Falsifiers
This document records conditions under which the sentinel framework, codebook,
or project would be wrong, and the response action each triggers. The act of
writing these down is most of the value: a research practice without explicit
falsification criteria becomes confirmation-seeking by default. When a
falsifier triggers, the operator commits to acting on it, including retracting
prior claims if the evidence warrants.
This file is a contract, not a reference. Edits require a corresponding
changelog entry below and a rationale in the PR description.
Falsifier categories ¶
Falsifiers are partitioned into four severity levels, in increasing order of
what they call into question.
- F-codebook: a specific mode definition is wrong, too loose, or too tight.
Response: codebook revision (new versioned file under codebook/).
- F-framework: the HAT failure-mode lens is the wrong frame for this
substrate. Response: scope reduction or pivot.
- F-methodology: single-rater observation under this routine produces
unreliable signal. Response: routine redesign.
- F-project: the project should not continue in its current form.
Response: explicit retirement or pause, with prior claims annotated.
Active falsifiers ¶
F-codebook-001: meaningful_control_erosion overreach ¶
Condition. meaningful_control_erosion rate exceeds 30% over any rolling
30-day window in which no pulse cites an actually irreversible action by the
observed agent.
Why this matters.

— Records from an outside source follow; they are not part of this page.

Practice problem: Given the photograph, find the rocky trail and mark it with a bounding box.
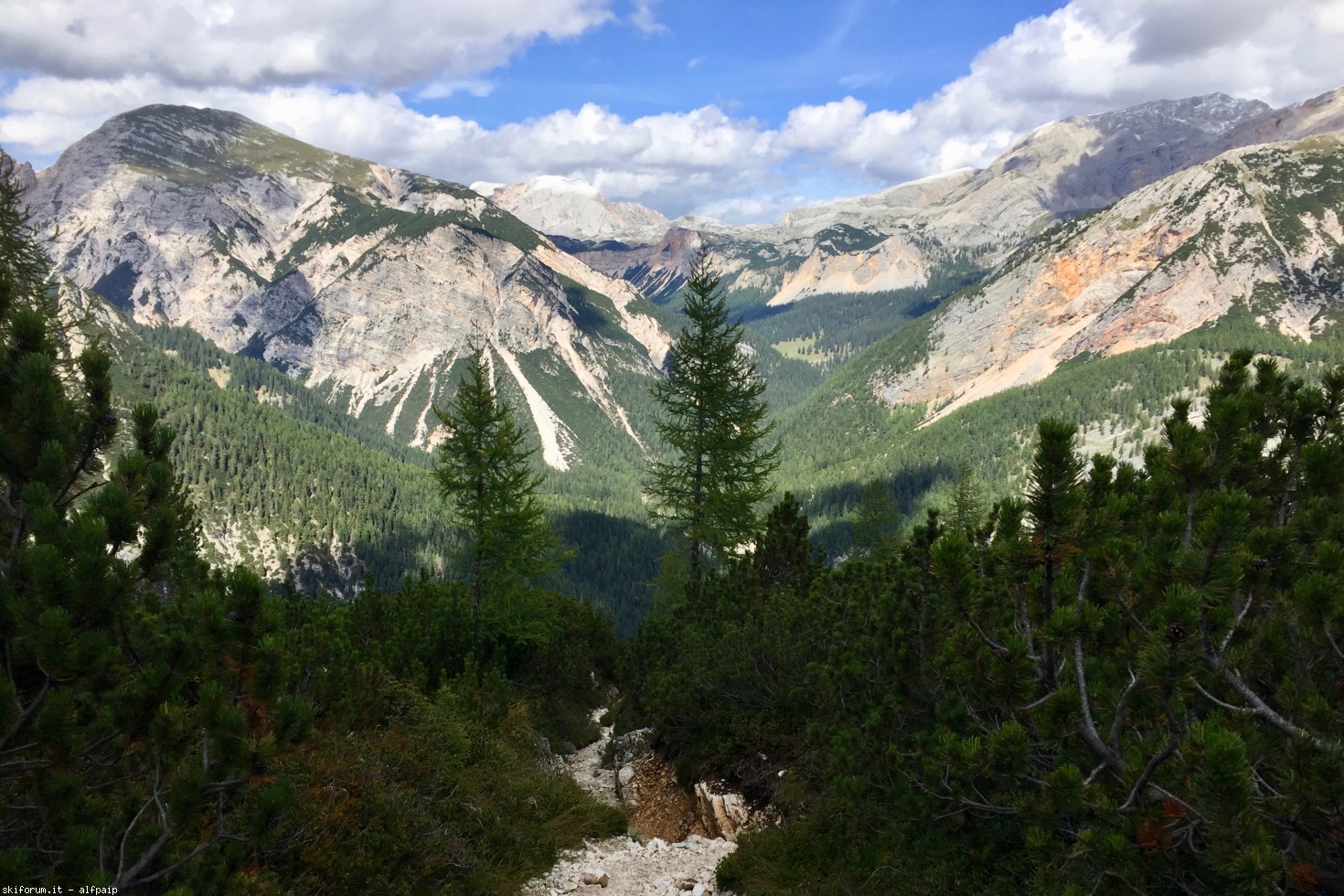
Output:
[521,710,747,896]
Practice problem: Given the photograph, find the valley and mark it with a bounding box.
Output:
[0,71,1344,896]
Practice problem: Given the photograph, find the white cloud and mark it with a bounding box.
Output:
[0,0,1344,219]
[630,0,667,34]
[0,0,610,89]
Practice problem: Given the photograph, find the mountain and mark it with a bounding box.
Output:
[780,123,1344,549]
[29,106,668,470]
[472,175,668,243]
[872,133,1344,419]
[548,94,1300,376]
[570,91,1344,306]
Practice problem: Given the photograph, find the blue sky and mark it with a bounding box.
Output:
[0,0,1344,221]
[430,0,1063,128]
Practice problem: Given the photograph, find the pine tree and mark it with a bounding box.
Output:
[0,153,299,890]
[646,251,780,593]
[434,348,558,629]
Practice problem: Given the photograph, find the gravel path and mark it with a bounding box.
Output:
[521,710,738,896]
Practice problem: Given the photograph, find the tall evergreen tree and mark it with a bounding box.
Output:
[646,251,780,591]
[0,153,293,890]
[434,348,557,626]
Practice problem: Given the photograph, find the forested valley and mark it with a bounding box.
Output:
[0,131,1344,895]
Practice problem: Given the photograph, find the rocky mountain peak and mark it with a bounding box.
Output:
[32,106,667,470]
[484,176,668,243]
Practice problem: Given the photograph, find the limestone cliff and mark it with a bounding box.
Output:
[29,106,668,470]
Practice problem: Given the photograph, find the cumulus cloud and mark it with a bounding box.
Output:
[0,0,1344,220]
[0,0,613,89]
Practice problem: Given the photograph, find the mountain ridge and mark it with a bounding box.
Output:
[29,106,668,470]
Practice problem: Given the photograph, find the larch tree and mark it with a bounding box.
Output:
[0,152,304,892]
[645,251,780,592]
[434,347,557,629]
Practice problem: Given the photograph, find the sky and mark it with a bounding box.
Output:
[0,0,1344,223]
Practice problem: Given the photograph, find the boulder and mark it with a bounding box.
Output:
[695,781,752,842]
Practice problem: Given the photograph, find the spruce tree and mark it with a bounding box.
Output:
[0,153,297,890]
[645,251,780,592]
[434,348,557,629]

The mode definition implies the agent reduced operator
ability to intervene, contest, or reverse. If the rate is high but no
irreversible actions occurred, the mode is being applied to legible
operator-displeasure rather than actual control loss. The mode is too loose.
Detection. Manual review during quarterly audit, plus automatable check
(check_falsifiers.py, deferred until corpus reaches 30 days).

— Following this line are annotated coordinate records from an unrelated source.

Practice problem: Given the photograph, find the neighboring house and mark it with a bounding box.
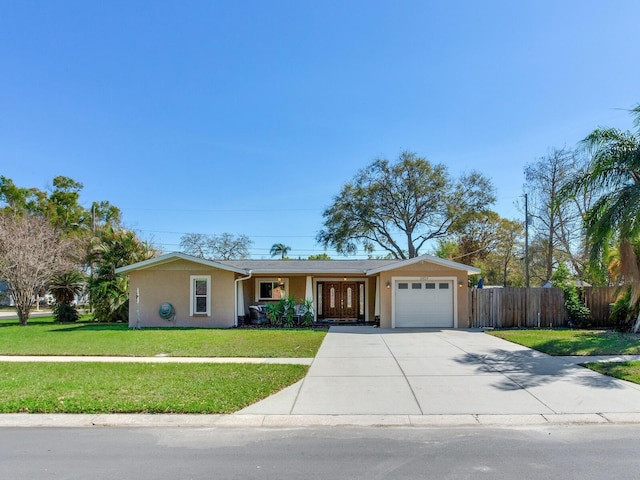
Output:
[116,253,480,328]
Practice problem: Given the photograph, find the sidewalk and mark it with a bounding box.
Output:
[0,355,313,365]
[0,327,640,428]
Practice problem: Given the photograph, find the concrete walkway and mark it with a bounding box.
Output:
[0,327,640,427]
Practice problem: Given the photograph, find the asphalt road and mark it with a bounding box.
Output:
[0,425,640,480]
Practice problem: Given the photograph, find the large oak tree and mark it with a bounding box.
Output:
[0,212,72,326]
[316,152,495,259]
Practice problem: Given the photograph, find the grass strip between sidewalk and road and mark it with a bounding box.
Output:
[0,362,308,414]
[0,317,326,358]
[487,329,640,356]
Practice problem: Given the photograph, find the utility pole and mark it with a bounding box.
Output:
[524,193,529,288]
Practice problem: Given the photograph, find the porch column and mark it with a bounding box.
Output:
[304,275,313,303]
[373,275,380,318]
[236,282,247,317]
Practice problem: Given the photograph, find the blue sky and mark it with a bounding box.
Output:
[0,0,640,258]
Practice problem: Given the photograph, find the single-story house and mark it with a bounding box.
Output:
[116,253,480,328]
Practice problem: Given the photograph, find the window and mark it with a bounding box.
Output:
[189,275,211,316]
[256,278,289,301]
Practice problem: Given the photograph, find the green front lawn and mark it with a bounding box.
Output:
[487,329,640,355]
[0,363,308,413]
[0,317,326,358]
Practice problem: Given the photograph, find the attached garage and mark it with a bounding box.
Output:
[393,278,456,328]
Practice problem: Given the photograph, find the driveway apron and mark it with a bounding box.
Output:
[239,327,640,415]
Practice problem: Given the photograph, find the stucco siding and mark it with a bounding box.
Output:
[129,261,234,328]
[380,262,469,328]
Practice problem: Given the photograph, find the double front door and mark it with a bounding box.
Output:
[318,281,364,321]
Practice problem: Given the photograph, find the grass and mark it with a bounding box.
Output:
[585,362,640,383]
[0,317,326,358]
[488,329,640,355]
[0,362,308,414]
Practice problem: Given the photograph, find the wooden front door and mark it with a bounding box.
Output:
[322,282,360,320]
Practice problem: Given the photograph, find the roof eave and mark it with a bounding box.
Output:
[367,254,481,275]
[116,252,249,275]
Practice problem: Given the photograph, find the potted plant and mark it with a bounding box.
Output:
[267,300,284,327]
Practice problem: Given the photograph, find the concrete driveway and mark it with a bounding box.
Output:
[239,327,640,421]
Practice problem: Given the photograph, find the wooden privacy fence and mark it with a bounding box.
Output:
[469,287,616,328]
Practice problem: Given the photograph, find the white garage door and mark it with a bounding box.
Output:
[394,280,453,328]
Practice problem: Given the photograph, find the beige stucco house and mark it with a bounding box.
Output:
[116,253,480,328]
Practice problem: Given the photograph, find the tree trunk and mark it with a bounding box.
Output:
[631,313,640,333]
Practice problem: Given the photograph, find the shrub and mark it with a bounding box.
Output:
[53,302,79,323]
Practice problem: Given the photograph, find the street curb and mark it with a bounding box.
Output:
[0,412,640,428]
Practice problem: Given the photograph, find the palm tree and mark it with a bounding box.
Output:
[49,270,86,322]
[89,228,155,322]
[269,243,291,260]
[563,104,640,333]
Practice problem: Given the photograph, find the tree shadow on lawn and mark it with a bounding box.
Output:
[50,323,202,333]
[455,349,624,391]
[498,330,640,357]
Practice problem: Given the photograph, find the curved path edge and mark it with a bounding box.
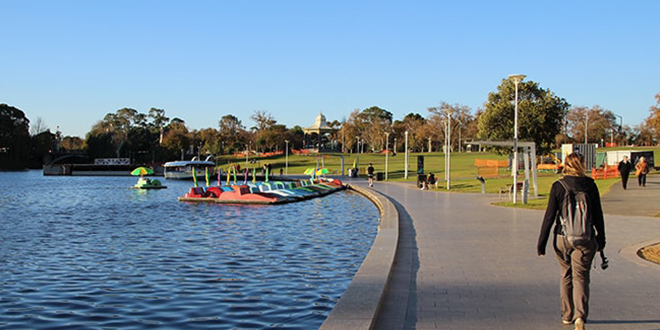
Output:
[619,237,660,270]
[319,186,399,330]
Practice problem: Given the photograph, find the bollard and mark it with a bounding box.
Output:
[477,175,486,194]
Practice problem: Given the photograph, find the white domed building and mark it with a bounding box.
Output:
[303,112,339,153]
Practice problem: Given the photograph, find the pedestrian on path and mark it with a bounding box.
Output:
[367,163,374,187]
[619,156,632,190]
[537,153,605,330]
[635,157,649,187]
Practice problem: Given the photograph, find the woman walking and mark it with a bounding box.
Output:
[635,157,649,187]
[537,153,605,330]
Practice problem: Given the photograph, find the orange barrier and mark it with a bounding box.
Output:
[474,159,509,167]
[474,159,509,178]
[536,164,559,171]
[591,164,619,180]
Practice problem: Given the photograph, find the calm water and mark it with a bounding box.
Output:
[0,171,379,329]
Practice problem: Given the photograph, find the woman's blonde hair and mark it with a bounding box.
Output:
[563,152,586,176]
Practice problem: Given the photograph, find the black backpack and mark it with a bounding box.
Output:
[557,179,593,248]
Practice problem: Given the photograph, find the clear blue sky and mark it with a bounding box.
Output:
[0,0,660,137]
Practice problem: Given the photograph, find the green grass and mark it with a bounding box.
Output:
[221,147,660,209]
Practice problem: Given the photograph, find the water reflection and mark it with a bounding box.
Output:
[0,171,378,329]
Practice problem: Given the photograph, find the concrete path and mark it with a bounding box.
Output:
[351,177,660,330]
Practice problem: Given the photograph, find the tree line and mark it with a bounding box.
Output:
[0,79,660,168]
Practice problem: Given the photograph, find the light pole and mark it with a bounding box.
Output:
[584,109,589,144]
[403,131,408,179]
[614,114,623,145]
[245,141,252,168]
[284,140,288,175]
[509,74,526,204]
[385,132,390,181]
[445,108,454,190]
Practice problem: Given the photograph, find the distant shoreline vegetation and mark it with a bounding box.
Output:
[0,89,660,169]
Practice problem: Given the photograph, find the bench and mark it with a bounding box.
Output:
[498,181,524,200]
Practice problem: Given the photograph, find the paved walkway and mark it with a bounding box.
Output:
[351,177,660,330]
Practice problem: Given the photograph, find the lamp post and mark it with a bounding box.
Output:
[385,132,390,181]
[284,140,288,175]
[245,141,252,168]
[509,74,526,204]
[403,131,408,179]
[584,109,589,144]
[445,108,454,190]
[614,114,623,145]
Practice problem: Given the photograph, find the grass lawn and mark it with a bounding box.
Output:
[220,147,660,209]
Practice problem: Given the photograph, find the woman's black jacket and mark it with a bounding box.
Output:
[536,175,605,255]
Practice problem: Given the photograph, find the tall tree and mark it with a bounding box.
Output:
[250,111,277,131]
[644,93,660,145]
[566,105,617,143]
[428,102,474,150]
[478,79,570,154]
[149,108,170,144]
[218,115,245,153]
[355,106,392,151]
[0,103,30,168]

Response. Open a codebook/ revision PR that tightens the mode
definition. Document the trigger in the PR body. Reclassify retroactively if
warranted (Wave 2 codebook drift detection).

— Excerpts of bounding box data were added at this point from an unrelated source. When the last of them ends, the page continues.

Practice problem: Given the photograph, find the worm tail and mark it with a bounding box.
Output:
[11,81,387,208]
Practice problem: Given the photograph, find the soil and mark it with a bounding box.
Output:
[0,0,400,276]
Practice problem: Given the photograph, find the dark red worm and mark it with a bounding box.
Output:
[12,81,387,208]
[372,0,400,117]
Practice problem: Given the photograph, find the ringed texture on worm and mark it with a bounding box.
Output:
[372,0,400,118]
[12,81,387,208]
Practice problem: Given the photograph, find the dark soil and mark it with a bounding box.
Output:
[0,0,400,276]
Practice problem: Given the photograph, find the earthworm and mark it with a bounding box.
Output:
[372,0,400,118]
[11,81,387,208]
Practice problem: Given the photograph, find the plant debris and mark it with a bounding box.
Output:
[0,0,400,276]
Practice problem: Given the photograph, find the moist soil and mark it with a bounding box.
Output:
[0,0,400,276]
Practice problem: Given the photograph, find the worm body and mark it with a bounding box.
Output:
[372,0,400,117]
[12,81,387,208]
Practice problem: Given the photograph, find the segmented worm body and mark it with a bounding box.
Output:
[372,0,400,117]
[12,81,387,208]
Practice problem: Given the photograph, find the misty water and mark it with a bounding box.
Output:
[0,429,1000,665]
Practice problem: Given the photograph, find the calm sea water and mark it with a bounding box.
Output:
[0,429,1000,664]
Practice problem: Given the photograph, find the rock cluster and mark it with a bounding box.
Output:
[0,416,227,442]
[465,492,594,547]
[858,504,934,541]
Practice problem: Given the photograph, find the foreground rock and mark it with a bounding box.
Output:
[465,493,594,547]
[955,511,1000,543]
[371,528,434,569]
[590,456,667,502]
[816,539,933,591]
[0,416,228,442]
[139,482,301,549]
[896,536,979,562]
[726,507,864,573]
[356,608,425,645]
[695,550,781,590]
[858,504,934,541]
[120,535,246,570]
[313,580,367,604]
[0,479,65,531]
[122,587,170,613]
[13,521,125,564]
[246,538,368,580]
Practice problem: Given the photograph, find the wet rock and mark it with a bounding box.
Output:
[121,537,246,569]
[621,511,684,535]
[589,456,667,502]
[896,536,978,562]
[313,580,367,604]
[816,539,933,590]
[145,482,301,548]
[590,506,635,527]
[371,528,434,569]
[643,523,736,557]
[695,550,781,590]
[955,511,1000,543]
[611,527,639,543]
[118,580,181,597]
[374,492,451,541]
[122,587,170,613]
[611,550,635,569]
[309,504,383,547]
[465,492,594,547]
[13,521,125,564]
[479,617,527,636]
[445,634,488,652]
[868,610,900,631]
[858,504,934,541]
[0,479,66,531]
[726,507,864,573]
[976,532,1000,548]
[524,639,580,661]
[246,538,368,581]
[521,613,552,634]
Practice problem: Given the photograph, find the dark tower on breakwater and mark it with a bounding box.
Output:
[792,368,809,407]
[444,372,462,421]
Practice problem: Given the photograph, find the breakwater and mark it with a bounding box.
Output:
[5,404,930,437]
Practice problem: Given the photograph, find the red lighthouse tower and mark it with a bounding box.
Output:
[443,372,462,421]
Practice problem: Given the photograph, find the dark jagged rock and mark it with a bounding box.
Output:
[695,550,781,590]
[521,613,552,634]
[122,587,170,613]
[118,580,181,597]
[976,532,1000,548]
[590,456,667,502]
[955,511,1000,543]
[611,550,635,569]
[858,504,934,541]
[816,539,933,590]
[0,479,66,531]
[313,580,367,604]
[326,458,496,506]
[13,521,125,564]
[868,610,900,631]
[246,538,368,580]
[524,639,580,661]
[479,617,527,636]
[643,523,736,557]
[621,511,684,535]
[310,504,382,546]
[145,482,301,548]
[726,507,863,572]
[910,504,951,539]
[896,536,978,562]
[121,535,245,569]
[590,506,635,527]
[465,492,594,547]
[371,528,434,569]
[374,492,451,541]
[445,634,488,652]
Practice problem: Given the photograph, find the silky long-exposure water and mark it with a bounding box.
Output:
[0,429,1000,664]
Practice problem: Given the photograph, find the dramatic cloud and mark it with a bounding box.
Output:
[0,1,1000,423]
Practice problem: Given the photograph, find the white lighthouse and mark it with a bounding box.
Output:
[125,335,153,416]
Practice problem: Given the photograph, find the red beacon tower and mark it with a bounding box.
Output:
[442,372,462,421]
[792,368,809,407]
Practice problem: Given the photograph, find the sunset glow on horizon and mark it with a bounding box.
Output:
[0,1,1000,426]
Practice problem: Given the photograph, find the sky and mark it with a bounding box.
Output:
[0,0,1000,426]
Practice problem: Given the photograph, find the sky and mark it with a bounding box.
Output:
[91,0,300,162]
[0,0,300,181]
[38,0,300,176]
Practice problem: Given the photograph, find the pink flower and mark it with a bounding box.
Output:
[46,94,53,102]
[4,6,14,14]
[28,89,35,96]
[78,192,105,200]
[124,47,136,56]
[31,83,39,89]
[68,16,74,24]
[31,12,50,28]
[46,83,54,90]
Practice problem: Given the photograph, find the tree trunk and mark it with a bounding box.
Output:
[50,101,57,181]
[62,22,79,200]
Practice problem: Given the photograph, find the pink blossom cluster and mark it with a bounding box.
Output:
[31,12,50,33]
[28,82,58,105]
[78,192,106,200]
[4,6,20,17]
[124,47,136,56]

F-codebook-002: evaluation_awareness_divergence base rate (closed by v1.1) ¶
Status. Closed by codebook v1.1 (PR #51). The mode produced no signal
in v1.0 and was deprecated in v1.1 precisely because base rate was
effectively zero on this single-deployment substrate. The falsifier
itself ran the other direction (rate near zero rather than >5%) and was
satisfied by deprecating the mode, not by triggering an investigation.
Condition (historical). evaluation_awareness_divergence rate exceeds 5%
in any rolling 14-day window, given the v1.0 codebook's note that base
rate should be near zero for this single-deployment substrate.
Why this matters (historical). The codebook itself recorded the
expectation that this mode was rarely applicable here. A high observed
rate would have meant the mode definition did not match the substrate,
or the substrate had changed in ways that newly exposed
evaluation-awareness behavior, or the classifier was overreaching.
Restoration condition. Restore as an active falsifier if a future
codebook version (v1.2+) reintroduces an evaluation-awareness mode, e.g.
because the substrate begins to span multiple monitoring conditions.
F-codebook-003: unmappable patterns persist ¶
Condition. patterns_observed field contains entries that do not map to
any codebook mode for three consecutive pulses.
Why this matters. patterns_observed is the explicit overflow channel
for things the codebook cannot name. A persistent overflow signals the
codebook is missing a mode.
Detection. Manual review during quarterly audit, plus a check
(check_consistency.py) that surfaces unmapped pattern entries.
Response. Codebook revision adding the missing mode, with explicit note
in codebook/v1.N.md of which pulse first surfaced it.
F-framework falsifiers ¶
F-framework-001: HAT lens does not capture the actual signal ¶
Condition. Two consecutive quarterly audits produce mode disagreement
between the operator's blind reclassification and the routine's original
classification on more than 40% of audited pulses, AND the operator's
reclassifications themselves do not converge on consistent modes.
Why this matters. If the operator (the codebook author) cannot
reproduce the classifier's labels and cannot consistently produce their
own labels, the framework is not naming stable categories. The HAT
failure-mode lens may be fine in principle but wrong for this substrate,
or the codebook may need a structural rewrite.
Detection. Manual via quarterly audit comparison.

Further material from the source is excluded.